- Born: July 22, 1918 Detroit, Michigan, US
- Died: July 24, 2009 (aged 91) Middletown, Connecticut, US
- Education: University of Michigan
- Occupation(s): Government economist, Professor Emeritus
- Employer(s): Bureau of Labor Statistics, Wesleyan University
- Known for: Economic books and historical unemployment statistics

= Stanley Lebergott =

American economist (1918–2009)

Stanley Lebergott (July 22, 1918 – July 24, 2009) was a prominent American government economist and professor emeritus of economics at Wesleyan University.

==Early life and family==
Lebergott was born in Detroit, Michigan, on July 22, 1918, and went to the University of Michigan, where he got both a bachelor's degree and a master's degree in economics in the late 1930s. He married Ruth Wellington in 1941, and they had two children (one daughter and one son), Karen and Steven. Steven died in 1995, but Lebergott's wife and daughter Karen outlived him.

==Career==
Lebergott joined the Bureau of Labor Statistics in 1940. He compiled historical unemployment statistics for the time period between 1890 and the 1950s, and his statistics were widely popular until Christina Romer and others found flaws in them and accordingly modified them. He joined the Wesleyan University faculty in 1962 and stayed there until his retirement in 1995. He also wrote a book called "Manpower in Economic Growth" in 1964, in which he discussed U.S. historical economic growth, poverty, and income inequality. In 1975, he wrote "Wealth and Want", a book about how government policies affect poverty. In 1993, he wrote another book called "Pursuing Happiness: American Consumers in the Twentieth Century".

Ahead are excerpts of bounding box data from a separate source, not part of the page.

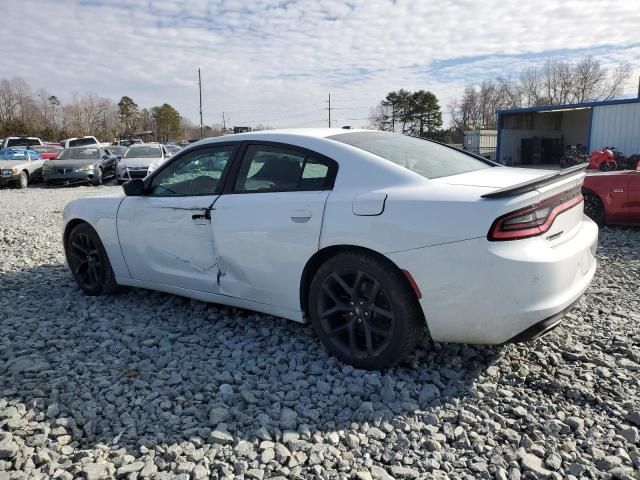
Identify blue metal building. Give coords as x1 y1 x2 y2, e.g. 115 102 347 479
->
496 98 640 165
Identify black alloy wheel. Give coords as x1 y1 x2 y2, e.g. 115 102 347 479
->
309 252 424 369
584 192 605 225
66 223 117 295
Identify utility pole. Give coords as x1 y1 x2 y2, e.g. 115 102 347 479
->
198 69 204 139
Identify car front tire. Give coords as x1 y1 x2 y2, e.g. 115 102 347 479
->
309 252 424 370
65 223 118 296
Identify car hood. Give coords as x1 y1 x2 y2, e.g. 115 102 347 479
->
120 157 160 167
47 159 98 168
432 167 556 188
0 160 28 170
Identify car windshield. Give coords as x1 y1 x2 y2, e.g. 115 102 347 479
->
0 148 27 160
124 146 161 158
327 132 492 178
56 148 100 160
7 138 40 147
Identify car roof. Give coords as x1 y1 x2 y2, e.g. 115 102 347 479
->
189 128 372 148
0 147 38 153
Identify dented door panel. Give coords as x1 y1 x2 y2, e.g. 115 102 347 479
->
117 195 219 293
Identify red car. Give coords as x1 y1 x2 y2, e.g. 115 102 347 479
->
32 143 64 160
582 170 640 225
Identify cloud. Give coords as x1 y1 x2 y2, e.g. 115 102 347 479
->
5 0 640 126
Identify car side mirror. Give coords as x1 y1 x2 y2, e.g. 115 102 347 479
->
122 178 144 197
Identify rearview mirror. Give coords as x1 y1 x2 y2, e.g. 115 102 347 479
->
122 179 144 197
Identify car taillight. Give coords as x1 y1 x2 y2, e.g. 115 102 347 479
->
487 188 583 242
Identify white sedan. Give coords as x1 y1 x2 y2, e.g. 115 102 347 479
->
63 129 598 368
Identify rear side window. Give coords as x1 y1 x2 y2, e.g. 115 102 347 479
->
327 132 493 178
234 145 330 193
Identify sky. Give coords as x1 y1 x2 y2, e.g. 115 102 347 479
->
5 0 640 128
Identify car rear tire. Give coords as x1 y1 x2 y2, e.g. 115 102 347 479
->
584 192 606 225
65 223 118 296
309 252 424 370
18 170 29 189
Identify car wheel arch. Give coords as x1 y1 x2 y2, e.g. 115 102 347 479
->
300 245 426 324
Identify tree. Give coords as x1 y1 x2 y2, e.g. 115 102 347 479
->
369 89 442 138
449 57 631 133
118 95 139 135
409 90 442 138
151 103 180 142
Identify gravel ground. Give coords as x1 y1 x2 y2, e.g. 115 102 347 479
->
0 186 640 480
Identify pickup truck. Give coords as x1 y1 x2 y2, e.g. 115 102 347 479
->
0 148 44 188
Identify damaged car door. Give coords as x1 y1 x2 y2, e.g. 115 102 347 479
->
117 144 236 293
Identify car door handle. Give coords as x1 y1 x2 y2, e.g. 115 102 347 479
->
291 210 312 220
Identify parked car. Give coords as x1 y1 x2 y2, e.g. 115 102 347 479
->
42 147 117 185
60 136 100 148
32 143 64 160
582 170 640 225
105 145 128 159
0 148 44 188
164 144 182 155
2 137 42 148
115 138 143 147
116 143 171 183
63 129 598 368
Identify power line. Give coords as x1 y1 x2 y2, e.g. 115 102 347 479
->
198 68 204 139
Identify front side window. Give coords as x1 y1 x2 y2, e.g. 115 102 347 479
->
327 132 493 178
234 145 336 193
151 145 235 197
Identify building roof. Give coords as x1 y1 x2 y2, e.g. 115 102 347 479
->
497 97 640 115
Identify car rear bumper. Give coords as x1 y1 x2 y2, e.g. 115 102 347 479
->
388 217 598 344
0 174 20 185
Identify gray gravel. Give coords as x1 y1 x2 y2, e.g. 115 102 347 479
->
0 186 640 480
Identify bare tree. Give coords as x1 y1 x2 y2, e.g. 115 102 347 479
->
449 57 631 133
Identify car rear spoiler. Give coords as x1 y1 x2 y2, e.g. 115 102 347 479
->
482 163 589 198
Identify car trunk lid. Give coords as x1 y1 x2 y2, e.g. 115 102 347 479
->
432 166 585 245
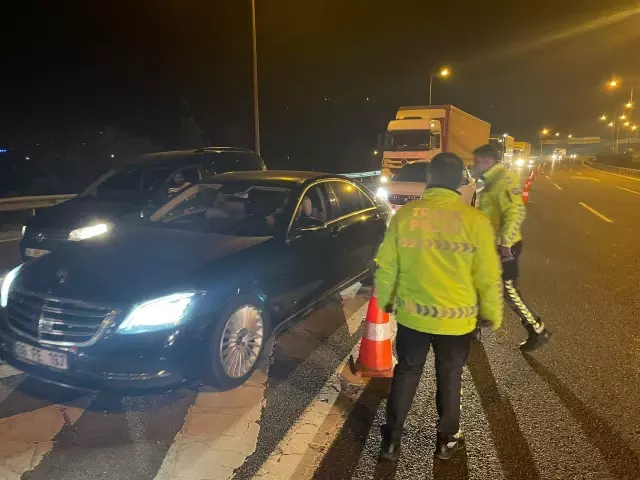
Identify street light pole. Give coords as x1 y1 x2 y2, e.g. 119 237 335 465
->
251 0 260 155
429 73 433 106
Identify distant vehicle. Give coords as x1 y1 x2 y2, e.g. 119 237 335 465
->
513 142 533 167
551 148 567 160
0 171 392 388
377 162 476 211
381 105 491 183
489 134 514 166
20 147 266 260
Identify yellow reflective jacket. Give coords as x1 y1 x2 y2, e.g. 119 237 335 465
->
479 163 527 247
375 187 502 335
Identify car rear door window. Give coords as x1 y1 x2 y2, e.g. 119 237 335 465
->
327 181 373 217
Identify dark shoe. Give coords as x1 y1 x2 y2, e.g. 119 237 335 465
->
380 425 400 462
433 432 464 460
520 328 551 352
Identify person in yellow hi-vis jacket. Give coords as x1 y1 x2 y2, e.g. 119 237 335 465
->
473 145 551 352
375 153 503 460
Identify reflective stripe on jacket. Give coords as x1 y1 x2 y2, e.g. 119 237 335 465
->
479 164 527 247
375 188 503 335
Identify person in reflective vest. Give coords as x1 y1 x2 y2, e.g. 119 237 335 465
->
375 153 503 460
473 145 551 352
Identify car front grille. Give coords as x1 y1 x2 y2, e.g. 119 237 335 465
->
390 193 422 205
6 290 116 346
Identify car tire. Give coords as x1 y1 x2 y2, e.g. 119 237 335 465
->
205 295 270 389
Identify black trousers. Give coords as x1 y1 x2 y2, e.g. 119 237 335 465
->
502 242 542 330
386 325 471 441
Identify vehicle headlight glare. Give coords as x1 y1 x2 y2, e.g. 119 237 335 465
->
376 187 389 200
0 265 22 308
118 292 196 334
69 223 111 242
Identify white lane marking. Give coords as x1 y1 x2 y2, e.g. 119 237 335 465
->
0 396 93 479
582 162 640 182
256 302 372 480
155 292 367 480
155 367 268 480
0 364 22 378
578 202 613 223
616 185 640 195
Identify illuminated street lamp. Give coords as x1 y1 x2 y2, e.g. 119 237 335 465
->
429 67 451 105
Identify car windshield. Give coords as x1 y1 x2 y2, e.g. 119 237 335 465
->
384 130 431 152
82 166 171 201
151 182 291 237
393 162 430 183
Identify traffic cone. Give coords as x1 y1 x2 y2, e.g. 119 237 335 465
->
349 292 393 378
522 178 531 205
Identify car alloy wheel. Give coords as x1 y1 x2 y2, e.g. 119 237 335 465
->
220 305 264 379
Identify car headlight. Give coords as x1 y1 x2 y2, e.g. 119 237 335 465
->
118 292 196 335
376 187 389 200
69 223 111 242
0 265 22 308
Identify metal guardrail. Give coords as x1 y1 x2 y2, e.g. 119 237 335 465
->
0 194 76 212
584 160 640 178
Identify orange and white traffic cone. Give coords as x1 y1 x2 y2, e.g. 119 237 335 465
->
349 292 393 378
522 178 531 205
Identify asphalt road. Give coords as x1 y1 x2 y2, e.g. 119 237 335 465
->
0 159 640 480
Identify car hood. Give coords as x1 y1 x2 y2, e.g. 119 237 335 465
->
15 226 272 305
27 197 140 230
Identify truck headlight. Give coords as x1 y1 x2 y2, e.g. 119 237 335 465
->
118 292 196 335
69 223 112 242
0 265 22 308
376 187 389 200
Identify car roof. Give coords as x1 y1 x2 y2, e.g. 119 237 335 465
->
201 170 342 187
129 147 255 167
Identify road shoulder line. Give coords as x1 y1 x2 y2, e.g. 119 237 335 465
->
578 202 613 223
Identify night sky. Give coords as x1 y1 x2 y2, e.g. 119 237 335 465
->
0 0 640 171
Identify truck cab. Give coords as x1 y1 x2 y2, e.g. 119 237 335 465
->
377 161 476 211
382 108 444 179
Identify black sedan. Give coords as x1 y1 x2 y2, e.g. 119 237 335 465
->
0 171 392 388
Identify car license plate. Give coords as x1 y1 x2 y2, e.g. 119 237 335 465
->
14 342 69 370
24 248 50 258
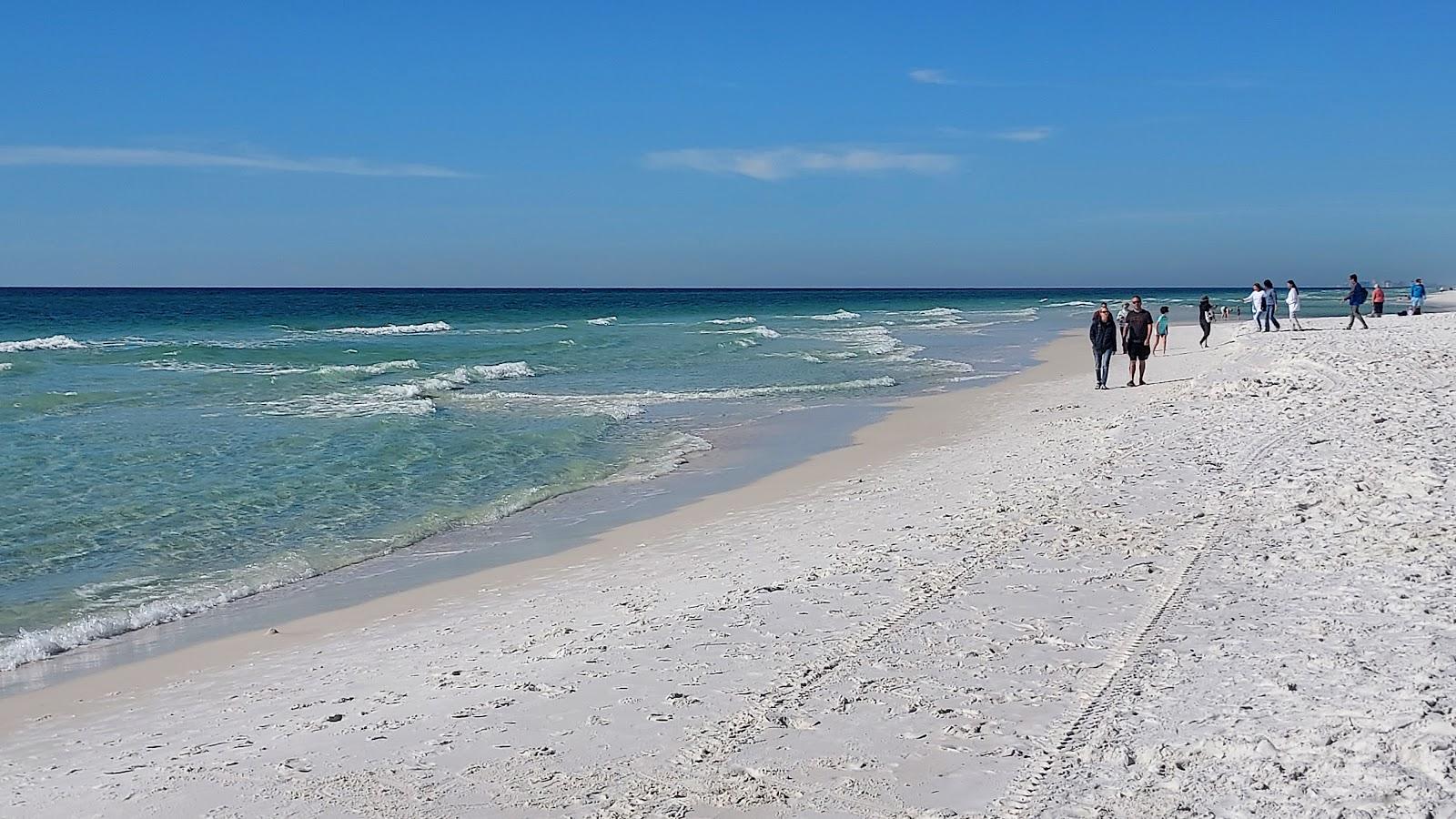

Lebergott consistently argued about the positive impact of consumerism on the U.S. economy and the standard of living of the American people (including improved health, higher wages, less drug use, better technology, and more privacy) throughout his career. Boston University economics professor Robert Margo wrote that

Lebergott's influence on economic history has been profound. There are few activities that economic historians can engage in of greater consequence than reconstructing the hard numbers. In this line of work Lebergott had few peers. 'Manpower' put the labor force—people—at the center of economic history, not the bloodless 'agents' of economic models but real people.

This statement indicated the importance of Lebergott's work in academic economic discourse. In 1963 he was elected as a Fellow of the American Statistical Association.

==Death==
Lebergott died on July 24, 2009, in his home in Middletown, Connecticut. His death was due to cardiac arrest and occurred just two days after he celebrated his 91st birthday.